Although I was born outside of Chicago, in Joliet, Illinois, I’ve spent the greater part of my life in the southeastern U.S.. As a Southerner, then, I’ve long been privy to bits of commonly known regional information. Which is to say that I’m well aware that the sole vowel in the color “pink” is often swapped out with an “a” when said aloud (say it with me now-”Pank”), that the term “Darlin’” can be both a term of endearment and a reproach, and that there are very clearly drawn lines in the sand when it comes to the preparation of BBQ (the war of saucy versus vinegar rages large).

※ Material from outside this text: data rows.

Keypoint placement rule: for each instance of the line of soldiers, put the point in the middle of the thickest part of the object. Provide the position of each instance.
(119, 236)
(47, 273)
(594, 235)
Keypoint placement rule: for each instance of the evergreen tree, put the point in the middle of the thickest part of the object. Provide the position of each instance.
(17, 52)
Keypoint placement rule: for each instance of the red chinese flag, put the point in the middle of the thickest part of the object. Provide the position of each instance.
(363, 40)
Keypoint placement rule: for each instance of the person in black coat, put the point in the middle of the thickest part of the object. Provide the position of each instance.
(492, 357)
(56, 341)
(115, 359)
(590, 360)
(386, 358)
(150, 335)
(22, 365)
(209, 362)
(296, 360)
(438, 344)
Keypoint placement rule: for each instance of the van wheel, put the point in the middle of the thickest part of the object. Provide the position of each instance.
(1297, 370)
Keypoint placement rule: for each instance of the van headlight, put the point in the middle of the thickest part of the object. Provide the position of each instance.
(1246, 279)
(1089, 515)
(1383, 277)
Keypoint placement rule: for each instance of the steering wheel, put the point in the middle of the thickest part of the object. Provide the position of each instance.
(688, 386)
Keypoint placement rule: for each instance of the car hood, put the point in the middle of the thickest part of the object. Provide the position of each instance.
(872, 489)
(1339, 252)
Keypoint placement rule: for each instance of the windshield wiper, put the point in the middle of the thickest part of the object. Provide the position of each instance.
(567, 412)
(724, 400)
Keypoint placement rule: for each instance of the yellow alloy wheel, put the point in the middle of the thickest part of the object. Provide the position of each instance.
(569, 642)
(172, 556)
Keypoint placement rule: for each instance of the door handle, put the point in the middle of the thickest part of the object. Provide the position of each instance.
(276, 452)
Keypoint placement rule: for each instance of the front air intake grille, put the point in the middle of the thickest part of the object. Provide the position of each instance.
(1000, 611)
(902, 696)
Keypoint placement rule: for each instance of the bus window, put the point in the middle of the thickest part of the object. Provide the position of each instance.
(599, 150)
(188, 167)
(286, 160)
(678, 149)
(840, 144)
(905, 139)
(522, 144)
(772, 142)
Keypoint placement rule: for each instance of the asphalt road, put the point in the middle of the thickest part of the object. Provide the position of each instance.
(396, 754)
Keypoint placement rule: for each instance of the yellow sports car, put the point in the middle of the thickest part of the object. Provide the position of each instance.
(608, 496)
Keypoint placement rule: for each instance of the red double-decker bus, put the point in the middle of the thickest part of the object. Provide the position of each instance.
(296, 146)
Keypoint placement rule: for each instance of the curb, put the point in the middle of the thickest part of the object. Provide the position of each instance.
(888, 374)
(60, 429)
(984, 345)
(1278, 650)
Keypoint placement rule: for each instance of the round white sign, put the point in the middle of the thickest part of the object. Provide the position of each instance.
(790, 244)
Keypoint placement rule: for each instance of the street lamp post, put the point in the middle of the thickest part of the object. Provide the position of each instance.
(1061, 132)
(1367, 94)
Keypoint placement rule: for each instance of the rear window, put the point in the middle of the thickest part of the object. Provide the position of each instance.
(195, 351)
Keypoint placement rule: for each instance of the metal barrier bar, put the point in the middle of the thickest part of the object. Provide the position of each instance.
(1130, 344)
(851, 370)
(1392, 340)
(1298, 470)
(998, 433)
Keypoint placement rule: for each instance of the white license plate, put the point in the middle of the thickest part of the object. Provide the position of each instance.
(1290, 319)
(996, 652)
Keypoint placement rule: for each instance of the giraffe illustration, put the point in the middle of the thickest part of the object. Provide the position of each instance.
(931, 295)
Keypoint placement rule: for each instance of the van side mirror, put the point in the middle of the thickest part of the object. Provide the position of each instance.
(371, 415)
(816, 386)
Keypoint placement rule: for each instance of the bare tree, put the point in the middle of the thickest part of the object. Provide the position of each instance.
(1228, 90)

What I’ve been less schooled on, however, is sorghum. Though the long-running sweetener indigenous to the region before the sugar cane barons pushed it out, sorghum wasn’t part of my southern roots cuisine. Until this past year, that is. Hubs and I discovered several local producers of the grass-related sweetener and have been smitten ever since. So much so, in fact, that we offered a 3-part series of recipes showcasing all things sorghum last winter. If you missed them, here’s what we shared:
Sorghum is having a renaissance of sorts, it would seem. We’re not the only ones taking notice, either. NPR did a bit on the cane sweetener last week. The Local Palate, a magazine based out of Charleston, SC, has a Caramelized Apple Upside Down Cornbread Cake featuring the sticky stuff that will definitely be coming out of my oven. Our chocolate buddies, Jael & Dan, are even offering a Sorghum Caramel Truffle (go get it, now!).
If you haven’t yet heard of sorghum, don’t be surprised if you do soon. It’s versatile, delicious, and domestically-produced.
Consider yourself now properly Southern-schooled.